Shaking Off the Luck


Shaking your leg at the dining table shakes off good fortune.


As a child, KF would unconsciously shake her leg up and down while sitting at the dining table. However, her mother would always tell her to “stop doing that because it basically means that, like–it’s thought to be that you’re shaking off your good luck and wealth.” After the interview, KF took to the Internet to see if this was a typical Chinese superstition or just something her family believed in. Based on her findings, this is a well-known Chinese belief, where leg shaking will result in a hard life trying to provide an income for yourself.

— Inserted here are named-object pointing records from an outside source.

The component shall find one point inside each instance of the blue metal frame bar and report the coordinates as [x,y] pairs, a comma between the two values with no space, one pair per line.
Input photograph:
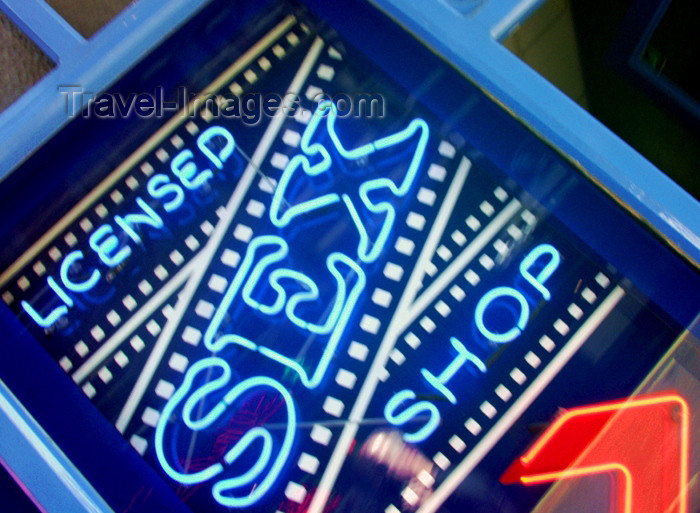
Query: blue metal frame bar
[469,44]
[52,481]
[91,64]
[54,35]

The meanings behind gestures go beyond surface level; they can be forms of communication or acts of summoning/getting rid of. Folk gestures often refer to performed gestures, such as a handshake or a secret code, but they can also involve gestures that are strictly avoided to banish bad luck. To some people, including myself, shaking your leg while sitting still is second nature. We often don’t think twice about its implications. However, for those who believe in its effects, there is a conscious awareness behind what their legs are doing. Shaking your leg is often associated with the idea of restlessness–perhaps it could be interpreted as feelings of anxiousness in the present, which hinders a successful future. Not only does verbal speech reflect the ideologies and superstitions of a particular group, but so does physical behavior or lack thereof. Our body is a vehicle that we rely on for life and prosperity–legs are our foundation, as they walk us through life’s path. Thus, in order to ensure a fulfilling life, we need our base to be sturdy. In broader terms, folklore that is reliant upon bodily functions may enable us to reflect on our sense of self and autonomy–in fact, we may have some control over how the course of our life unravels.